Man charged a second time in wife’s 1973 slaying
CENTENNIAL, COLO. — A hearing aid snuggled into his ear, Herbert Frye, 81, boarded a plane in Florida earlier this month to take him to this Denver suburb to face charges that he killed his wife 34 years ago.
It’s the second time Frye has been charged with killing Elizabeth Katherine Frye, 45, who was found bludgeoned to death in their garage in 1973. He was arrested that year, but prosecutors dropped the charges, citing new evidence. Frye’s lawyer says he doesn’t know what the evidence was; the district attorney’s office won’t comment.
The slaying was a shock to what was then a quiet town considered far from the big city.
Now Arapahoe County is firmly part of Denver’s sprawl, with six-lane boulevards lined with chain stores and supermarkets and high-end subdivisions staring out at the Rocky Mountains. In spring 2005, the sheriff’s office decided it had enough investigators for a cold-case unit. Frye’s is the first prosecution to result.
After fanning out to five cities to interview witnesses about the killing, the unit believed it had finally solved the mystery of what happened the morning of June 9, 1973.
“It was a variety of small pieces of information that came together to create the picture that we have,” Sheriff Grayson Robinson said in an interview. But he added that he still didn’t know what the motive might have been, and that the story told in court documents remained sketchy -- a reminder of how difficult it is to solve decades-old killings.
One development came in summer 2005, when Howard Morton, executive director of a local group for families of unsolved-homicide victims, contacted Jean Brickell, Elizabeth Frye’s sister.
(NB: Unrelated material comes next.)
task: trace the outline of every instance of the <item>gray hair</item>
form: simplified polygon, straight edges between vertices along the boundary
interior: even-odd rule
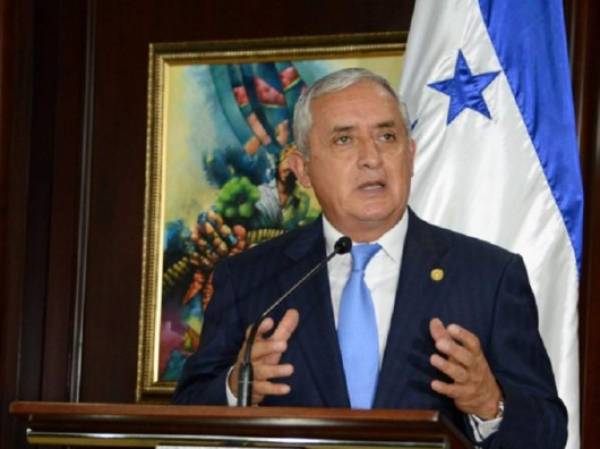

He says Brickell had just gotten a call from Herbert Frye’s sister, who had wanted to reveal something: that in 1995, their mother told her that Herbert had admitted he killed his wife.
Frye’s lawyer, Gary Lozow, called that a weak foundation for a case against an octogenarian. “No. 1, it didn’t happen,” he said. “No. 2, the garbled hearsay of a 95-year-old woman is very troubling if that’s the smoking gun.”
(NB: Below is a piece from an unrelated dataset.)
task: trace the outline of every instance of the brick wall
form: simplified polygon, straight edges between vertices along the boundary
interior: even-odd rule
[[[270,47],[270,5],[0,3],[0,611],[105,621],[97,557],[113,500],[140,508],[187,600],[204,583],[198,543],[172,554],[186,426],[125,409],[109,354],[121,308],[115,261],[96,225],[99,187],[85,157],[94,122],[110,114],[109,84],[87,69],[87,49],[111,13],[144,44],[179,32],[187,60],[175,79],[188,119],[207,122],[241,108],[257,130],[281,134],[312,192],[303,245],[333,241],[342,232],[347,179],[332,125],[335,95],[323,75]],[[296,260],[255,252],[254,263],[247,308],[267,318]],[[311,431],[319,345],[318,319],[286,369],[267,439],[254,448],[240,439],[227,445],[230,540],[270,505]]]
Sheriff Robinson said the alleged confession was not the crux of the new evidence. Still, Lozow said it showed how the age of the case and its principals might make the prosecution difficult.
“We have concerns about the passage of time and his memory,” Lozow said.
“Trying to replicate or re-create the history and access witnesses is going to be very difficult, especially those who are 10 feet under,” Lozow said. Frye’s four grown children believe he is innocent, the lawyer added.
Frye didn’t fight extradition from Florida because he wanted to get the prosecution over with, Lozow said. Frye, a retired engineer, paid $100,000 bond and has returned to Florida until his March 15 court appearance.
“This person is in the part of his life when he shouldn’t be worrying about this,” Lozow said.
Arapahoe County Chief Deputy Dist. Atty. Ann Tomsic said she could not comment on the evidence except to say the office would not have filed charges if it did not believe it could prove Frye’s guilt.
“Our concern here has been with the victim,” Tomsic said. “She didn’t have the opportunity to grow that old.”
Frye says he found his wife’s body about 5:15 p.m. on June 9, 1973, after he returned from picking up their son Gregory at karate class in Boulder -- a 43-mile trip his son had not expected him to make, according to court records.
The house was ransacked, leading investigators to initially suspect a robbery.
The new indictment says electric clocks were pulled from the walls and stopped at 11:22, 11:23 and 11:27. Herbert Frye told investigators he’d left at 10:35 a.m. to visit his older son and fiancee in Boulder, then pick up Gregory, who normally took the bus. But according to police, a neighbor reported stopping by the Frye house and seeing Herbert there at 11:35 a.m.
The new indictment does not make clear what evidence is new and what was known when the charges were filed in 1973. The district attorney’s office said state law prohibited it from specifying what information is new. But the indictment describes a family gathering in Boulder the afternoon of the slaying, after Frye picked up his younger son at karate practice and went to the apartment of his eldest son. The older son’s then-fiancee said Herbert Frye had appeared distracted and had a head injury.
Morton, the advocate for families of unsolved-homicide victims, said deteriorating memories and decaying evidence could hamper prosecutions of cold cases.
But the passage of time can be helpful, he added. “Sometimes, alliances change, and people who have not come forward before come forward now,” he said.